Interwoven throughout the story are tidbits of historical concern that help to explain important aspects of the ethos of the young Clemens: information about the Postal Act of 1792, for example--a statute that allowed all publishers to receive competitors' papers with no cost of postage--a single law that Powers uses to explain much about Clemens's earliest readings. We learn about the outlaw John Murrell; about the Nullification Crisis of 1833; about the connection between Southwest humor and Whiggery; and about the fascination and danger of riverboat racing. In short, this is a provocative and highly informative work covering the foundational period of Twain's career, a period that has heretofore received scant attention.
The story by Powers is an easy read, highly enjoyable, yet also deeply informed. I should like to say that there are some weaknesses. For example, I am always a bit surprised to see how little coverage issues of religion and churchgoing are given in works about Twain. Surely more than the 2-3 pages' mention of these matters could have been offered. Additionally, some readers may be put off by the scant scholarly apparatus: Powers does footnote, but never gives page numbers, only book titles. This would make it challenging to locate the more esoteric quotations. These are, at most, minor quibbles. More importantly, I highly recommend this volume: it is a wonderful read, and it sheds much light on this fascinating period of the great author's life.

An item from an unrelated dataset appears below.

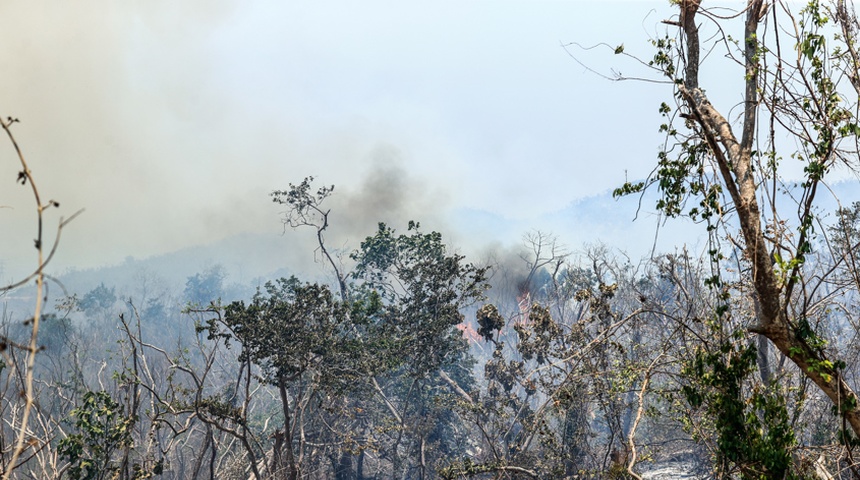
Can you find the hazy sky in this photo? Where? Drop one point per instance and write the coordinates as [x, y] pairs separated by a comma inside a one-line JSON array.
[[170, 122]]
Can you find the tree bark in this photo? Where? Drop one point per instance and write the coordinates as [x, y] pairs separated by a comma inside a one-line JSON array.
[[734, 161], [285, 443]]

About the reviewer: Harold K. Bush, Jr., author of American Declarations: Rebellion and Repentance in American Cultural History (Urbana: University of Illinois Press, 1999), is assistant professor of English at Saint Louis University. His essays on Mark Twain have appeared in a variety of publications, including American Literary Realism and American Quarterly, and are forthcoming in The New England Quarterly and The Oxford Historical Guide to Mark Twain, edited by Shelley Fisher Fishkin.